When an individual is shown as not subject to monitoring, it may mean that he has not yet applied to the scheme, that he has withdrawn from it or that he is barred. For regulated activity providers recruiting to a regulated activity, the effect is the same: they can employ only people who are subject to monitoring, as the Bill lays down. We shall ensure that the online check facility provides clear messages for employers and parents about the implications of an employee being subject, or not subject, to monitoring and the further steps they need to take in recruiting. We shall develop and test those messages as we prepare for implementation.

The revised approach to the information conveyed by the online check will ensure that it directly supports employers’ needs and helps them to find appropriate staff, and that notification will be quick. We are committed to delivering the improvements that online checks offer and to implementing them in the most effective way. No one will forgive us if we do not develop the best possible system to protect children and vulnerable adults.

Over time, we would like as many people as possible to be monitored in the vetting and barring scheme. We intend that the scheme will encourage employees in the relevant work forces to be monitored and employers to use good employment practice and recruit only those  who have been vetted and who are monitored. The monitoring will ensure that information about employees is continuously updated and that employers are notified of changes in status. That approach to the online check will help to secure the benefits of monitoring while ensuring that employers have fast and easy access to information about employees’ status.

Photo of Maria Miller Maria Miller Shadow Minister (Education)

I did not get an answer from the Minister’s comments to a very simple question. Who will be responsible for the accuracy of the online scheme and who will be responsible for any errors that are made?

Photo of Parmjit Dhanda Parmjit Dhanda Parliamentary Under-Secretary (Children, Young People and Families), Department for Education and Skills

The CRB will be responsible for the administration of the system, but the IBB will be responsible for the two barred lists.

In speaking to amendment No. 187, I said what I wished to say about online checks, although I appreciate that hon. Members may wish to return to the subject. Amendments Nos. 188 to 193 and Nos. 165 to 170 are all minor and technical amendments to the Bill. I circulated a note to hon. Members before the Committee stage in which I explained the Government’s intention behind all the amendments that we tabled, including those ones. I welcome any questions or otherwise on the online lists, and ask hon. Members to accept the amendments.

Amendment agreed to.

Amendments made: No. 188, in schedule 4, page 49, line 37, at end insert—

‘Person who is considering whether to permit B to engage frequently in an activity in respect of which financial resources are provided pursuant to section 5(1) of the Learning and Skills Act 2000, if engaging in the activity gives B the opportunity to have contact with children

Relevant information relating to children’.

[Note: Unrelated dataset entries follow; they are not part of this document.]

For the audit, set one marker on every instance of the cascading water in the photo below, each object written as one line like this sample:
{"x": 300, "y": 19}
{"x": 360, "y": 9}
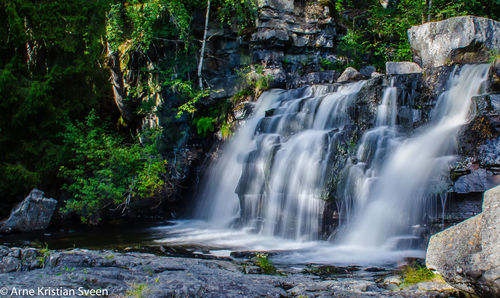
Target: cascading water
{"x": 385, "y": 190}
{"x": 272, "y": 174}
{"x": 269, "y": 180}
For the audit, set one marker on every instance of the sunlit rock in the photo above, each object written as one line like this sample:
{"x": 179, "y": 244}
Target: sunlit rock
{"x": 468, "y": 255}
{"x": 34, "y": 213}
{"x": 461, "y": 40}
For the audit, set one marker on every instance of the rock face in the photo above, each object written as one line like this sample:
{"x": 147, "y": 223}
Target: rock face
{"x": 148, "y": 275}
{"x": 34, "y": 213}
{"x": 350, "y": 74}
{"x": 393, "y": 68}
{"x": 468, "y": 255}
{"x": 461, "y": 40}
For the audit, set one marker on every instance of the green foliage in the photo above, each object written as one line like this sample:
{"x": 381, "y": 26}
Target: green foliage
{"x": 204, "y": 125}
{"x": 254, "y": 78}
{"x": 242, "y": 13}
{"x": 265, "y": 264}
{"x": 376, "y": 34}
{"x": 413, "y": 274}
{"x": 104, "y": 173}
{"x": 51, "y": 69}
{"x": 138, "y": 290}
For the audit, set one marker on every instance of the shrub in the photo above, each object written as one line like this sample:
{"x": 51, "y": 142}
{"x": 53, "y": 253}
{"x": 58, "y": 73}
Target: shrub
{"x": 105, "y": 173}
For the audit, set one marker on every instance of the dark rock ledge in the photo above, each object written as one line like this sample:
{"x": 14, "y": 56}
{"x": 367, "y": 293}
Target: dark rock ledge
{"x": 119, "y": 274}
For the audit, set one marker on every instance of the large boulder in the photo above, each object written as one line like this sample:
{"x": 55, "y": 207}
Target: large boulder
{"x": 466, "y": 39}
{"x": 34, "y": 213}
{"x": 395, "y": 68}
{"x": 467, "y": 255}
{"x": 350, "y": 74}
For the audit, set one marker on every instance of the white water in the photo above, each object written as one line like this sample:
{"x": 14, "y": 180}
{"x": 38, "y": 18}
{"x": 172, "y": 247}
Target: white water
{"x": 272, "y": 173}
{"x": 264, "y": 192}
{"x": 388, "y": 196}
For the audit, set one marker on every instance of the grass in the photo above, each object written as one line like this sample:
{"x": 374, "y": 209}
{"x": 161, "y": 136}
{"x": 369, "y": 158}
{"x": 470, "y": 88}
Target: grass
{"x": 413, "y": 274}
{"x": 138, "y": 290}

No. 189, in schedule 4, page 50, line 10, leave out ‘the first and second entries’ and insert ‘entries 1, 2, 5 and 6’.

No. 190, in schedule 4, page 50, line 11, after ‘if’ insert ‘—

( ) ’.

No. 191, in schedule 4, page 50, line 12, at end insert ‘or

( ) it were not merely incidental to another activity.’.

No. 192, in schedule 4, page 50, line 12, at end insert—

‘( ) In entries 3, 4, 7 and 8 in the table the reference to controlled activity includes a reference to an activity which would be a controlled activity if it were carried out frequently.’.

No. 193, in schedule 4, page 50, line 35, at end insert—

‘ Regulations may make provision requiring a local authority which makes or proposes to make payments to or on behalf of a person in accordance with regulations under section 17A of the Children Act 1989 or section 57 of the Health and Social Care Act 2001 to inform the person of his right to obtain relevant information in pursuance of this Schedule.’.—[Mr. Dhanda.]

Schedule 4, as amended, agreed to.

Clause 26 ordered to stand part of the Bill.